How to Handle Bullying
- Establish a zero-tolerance policy. Let children know that bullying is unacceptable under any circumstances.
- Explain that racism is a very serious form of bullying, and that it’s a matter of racial pride to avoid hurting other human beings.
- Be consistent with your discipline. Stick to your rules so that children know what you expect. When they are unsure of the rules, they sometimes bully to feel more secure and gain control.
- Spend more time with your children. Bullying and other troublesome behavior tends to occur when parents don’t spend enough time with their children. Often, parents are so concerned with earning enough money that they basically leave their children to raise themselves. Children need to be close to their parents, both for reassurance and mutual support.

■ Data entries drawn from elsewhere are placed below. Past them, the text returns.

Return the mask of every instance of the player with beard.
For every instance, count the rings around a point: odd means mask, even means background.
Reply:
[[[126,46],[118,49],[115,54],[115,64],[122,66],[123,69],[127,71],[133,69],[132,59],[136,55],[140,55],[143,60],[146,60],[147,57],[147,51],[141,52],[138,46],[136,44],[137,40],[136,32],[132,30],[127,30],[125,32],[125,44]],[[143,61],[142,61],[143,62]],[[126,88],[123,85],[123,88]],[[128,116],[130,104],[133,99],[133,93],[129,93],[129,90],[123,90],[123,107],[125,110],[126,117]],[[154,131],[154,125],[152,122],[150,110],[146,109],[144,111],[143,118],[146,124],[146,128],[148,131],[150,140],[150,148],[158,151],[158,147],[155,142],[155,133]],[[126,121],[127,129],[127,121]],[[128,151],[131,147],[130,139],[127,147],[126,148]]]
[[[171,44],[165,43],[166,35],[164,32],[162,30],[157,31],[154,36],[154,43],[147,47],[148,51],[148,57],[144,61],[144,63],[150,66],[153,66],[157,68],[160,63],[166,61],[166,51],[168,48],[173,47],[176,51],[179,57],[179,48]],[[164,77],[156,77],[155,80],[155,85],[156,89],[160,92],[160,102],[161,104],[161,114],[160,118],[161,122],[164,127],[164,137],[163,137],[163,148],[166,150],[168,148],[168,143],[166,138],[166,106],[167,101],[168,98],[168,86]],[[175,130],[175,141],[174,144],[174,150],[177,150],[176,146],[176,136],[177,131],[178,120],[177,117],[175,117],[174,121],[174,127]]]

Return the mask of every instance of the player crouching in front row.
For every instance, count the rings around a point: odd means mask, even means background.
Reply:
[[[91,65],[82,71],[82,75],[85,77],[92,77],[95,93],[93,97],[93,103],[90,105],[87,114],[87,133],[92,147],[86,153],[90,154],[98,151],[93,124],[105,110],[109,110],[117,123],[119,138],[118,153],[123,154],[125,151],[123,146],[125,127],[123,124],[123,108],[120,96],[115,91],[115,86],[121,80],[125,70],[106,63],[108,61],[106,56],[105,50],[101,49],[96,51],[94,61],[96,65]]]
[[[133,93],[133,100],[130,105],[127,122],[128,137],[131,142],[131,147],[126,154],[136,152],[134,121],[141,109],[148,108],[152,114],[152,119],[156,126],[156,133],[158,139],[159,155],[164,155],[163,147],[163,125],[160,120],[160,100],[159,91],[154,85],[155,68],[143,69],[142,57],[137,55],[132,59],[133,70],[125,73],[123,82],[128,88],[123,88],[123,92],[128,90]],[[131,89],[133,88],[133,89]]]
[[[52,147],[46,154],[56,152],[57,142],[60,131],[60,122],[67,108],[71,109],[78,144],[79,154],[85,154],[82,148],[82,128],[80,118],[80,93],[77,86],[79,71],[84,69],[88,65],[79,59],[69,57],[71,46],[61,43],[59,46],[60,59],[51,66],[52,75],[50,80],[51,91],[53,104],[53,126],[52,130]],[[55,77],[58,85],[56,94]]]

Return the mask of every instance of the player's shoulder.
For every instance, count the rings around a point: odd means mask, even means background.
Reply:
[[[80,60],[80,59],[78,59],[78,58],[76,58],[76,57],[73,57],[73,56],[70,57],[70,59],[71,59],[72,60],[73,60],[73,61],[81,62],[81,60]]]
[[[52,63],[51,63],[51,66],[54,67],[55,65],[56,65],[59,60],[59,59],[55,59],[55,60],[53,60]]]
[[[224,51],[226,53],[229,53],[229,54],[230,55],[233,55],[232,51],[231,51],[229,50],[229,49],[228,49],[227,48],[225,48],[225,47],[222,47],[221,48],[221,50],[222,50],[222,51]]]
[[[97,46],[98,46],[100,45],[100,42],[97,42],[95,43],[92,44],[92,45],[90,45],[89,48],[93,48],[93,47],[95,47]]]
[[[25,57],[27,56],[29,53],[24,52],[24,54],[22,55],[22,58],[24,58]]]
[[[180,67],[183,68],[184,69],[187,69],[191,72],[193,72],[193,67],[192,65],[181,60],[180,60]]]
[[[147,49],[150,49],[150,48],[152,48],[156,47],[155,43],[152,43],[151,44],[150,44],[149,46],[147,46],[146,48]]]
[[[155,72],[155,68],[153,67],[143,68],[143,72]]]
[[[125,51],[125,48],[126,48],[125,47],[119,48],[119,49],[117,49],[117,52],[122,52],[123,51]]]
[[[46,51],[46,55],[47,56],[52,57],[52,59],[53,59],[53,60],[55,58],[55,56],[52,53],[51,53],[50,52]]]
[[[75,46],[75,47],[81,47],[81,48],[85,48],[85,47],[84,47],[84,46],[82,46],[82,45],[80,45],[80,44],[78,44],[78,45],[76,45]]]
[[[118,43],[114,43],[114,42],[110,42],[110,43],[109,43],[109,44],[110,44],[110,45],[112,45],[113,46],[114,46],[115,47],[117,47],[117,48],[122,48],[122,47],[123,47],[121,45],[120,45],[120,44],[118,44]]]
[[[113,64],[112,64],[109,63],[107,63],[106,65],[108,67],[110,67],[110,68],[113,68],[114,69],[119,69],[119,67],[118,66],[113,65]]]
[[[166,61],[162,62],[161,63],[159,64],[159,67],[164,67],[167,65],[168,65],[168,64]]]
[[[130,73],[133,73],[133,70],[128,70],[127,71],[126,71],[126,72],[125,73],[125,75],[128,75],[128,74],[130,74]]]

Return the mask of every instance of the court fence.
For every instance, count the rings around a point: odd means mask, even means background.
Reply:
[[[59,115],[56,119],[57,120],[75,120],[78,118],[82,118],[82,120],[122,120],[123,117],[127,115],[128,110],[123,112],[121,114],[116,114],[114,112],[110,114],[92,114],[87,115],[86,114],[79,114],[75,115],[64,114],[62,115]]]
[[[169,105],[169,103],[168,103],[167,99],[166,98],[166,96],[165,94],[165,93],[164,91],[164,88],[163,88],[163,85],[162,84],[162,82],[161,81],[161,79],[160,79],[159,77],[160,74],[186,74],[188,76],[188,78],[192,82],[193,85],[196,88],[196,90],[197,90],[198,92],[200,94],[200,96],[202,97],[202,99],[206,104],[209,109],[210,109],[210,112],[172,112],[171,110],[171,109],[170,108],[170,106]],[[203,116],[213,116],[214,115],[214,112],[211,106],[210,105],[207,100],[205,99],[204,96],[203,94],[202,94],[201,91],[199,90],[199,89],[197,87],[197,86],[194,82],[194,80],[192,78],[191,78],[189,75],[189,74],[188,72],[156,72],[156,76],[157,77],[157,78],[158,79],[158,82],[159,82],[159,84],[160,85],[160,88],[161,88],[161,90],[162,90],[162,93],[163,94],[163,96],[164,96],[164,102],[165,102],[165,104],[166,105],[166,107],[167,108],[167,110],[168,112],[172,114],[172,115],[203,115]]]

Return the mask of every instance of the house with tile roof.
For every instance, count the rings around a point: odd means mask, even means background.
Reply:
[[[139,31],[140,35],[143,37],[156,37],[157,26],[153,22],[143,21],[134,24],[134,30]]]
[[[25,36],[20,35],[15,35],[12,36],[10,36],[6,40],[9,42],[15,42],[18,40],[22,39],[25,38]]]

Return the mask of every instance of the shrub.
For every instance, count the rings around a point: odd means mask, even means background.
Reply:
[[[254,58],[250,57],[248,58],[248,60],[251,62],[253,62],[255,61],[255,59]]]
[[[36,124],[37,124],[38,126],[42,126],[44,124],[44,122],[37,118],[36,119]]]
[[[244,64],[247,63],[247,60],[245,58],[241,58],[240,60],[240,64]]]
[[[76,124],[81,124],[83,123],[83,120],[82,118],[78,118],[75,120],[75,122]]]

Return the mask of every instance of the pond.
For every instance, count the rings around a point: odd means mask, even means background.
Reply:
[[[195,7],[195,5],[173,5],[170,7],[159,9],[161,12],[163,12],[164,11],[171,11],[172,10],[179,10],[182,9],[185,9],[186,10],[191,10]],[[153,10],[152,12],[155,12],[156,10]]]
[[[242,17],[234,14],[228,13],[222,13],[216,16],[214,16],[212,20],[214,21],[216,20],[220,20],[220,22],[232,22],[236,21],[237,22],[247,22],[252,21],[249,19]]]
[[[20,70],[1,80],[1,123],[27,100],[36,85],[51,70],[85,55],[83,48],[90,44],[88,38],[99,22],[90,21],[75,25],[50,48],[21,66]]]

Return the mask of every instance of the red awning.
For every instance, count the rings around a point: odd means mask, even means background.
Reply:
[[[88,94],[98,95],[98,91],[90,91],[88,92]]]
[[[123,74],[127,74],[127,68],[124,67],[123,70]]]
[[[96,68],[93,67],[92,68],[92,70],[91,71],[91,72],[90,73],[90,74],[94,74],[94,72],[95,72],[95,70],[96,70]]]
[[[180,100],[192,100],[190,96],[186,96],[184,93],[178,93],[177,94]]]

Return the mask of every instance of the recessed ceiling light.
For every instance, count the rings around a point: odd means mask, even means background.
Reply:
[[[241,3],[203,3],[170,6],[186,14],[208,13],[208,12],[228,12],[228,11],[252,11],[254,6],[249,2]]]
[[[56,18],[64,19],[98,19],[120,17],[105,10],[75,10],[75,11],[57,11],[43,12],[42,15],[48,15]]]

- Show children how to manage conflicts. “Children learn what they Live” If they witness force being used (yelling, hitting or using threats) to accomplish getting what’s desired, they are most likely to use the same techniques on others for control.
- Encourage bullies to walk a mile in the other person’s shoes. Bullies often have a problem understanding the pain others feel. Have them put themselves in various situations, and come up with solutions where nobody gets hurt. If a child still bullies, don’t let him or her tell you it’s no big deal. Point out that victims of bullying often suffer a lot of pain, which sometimes haunts them for years.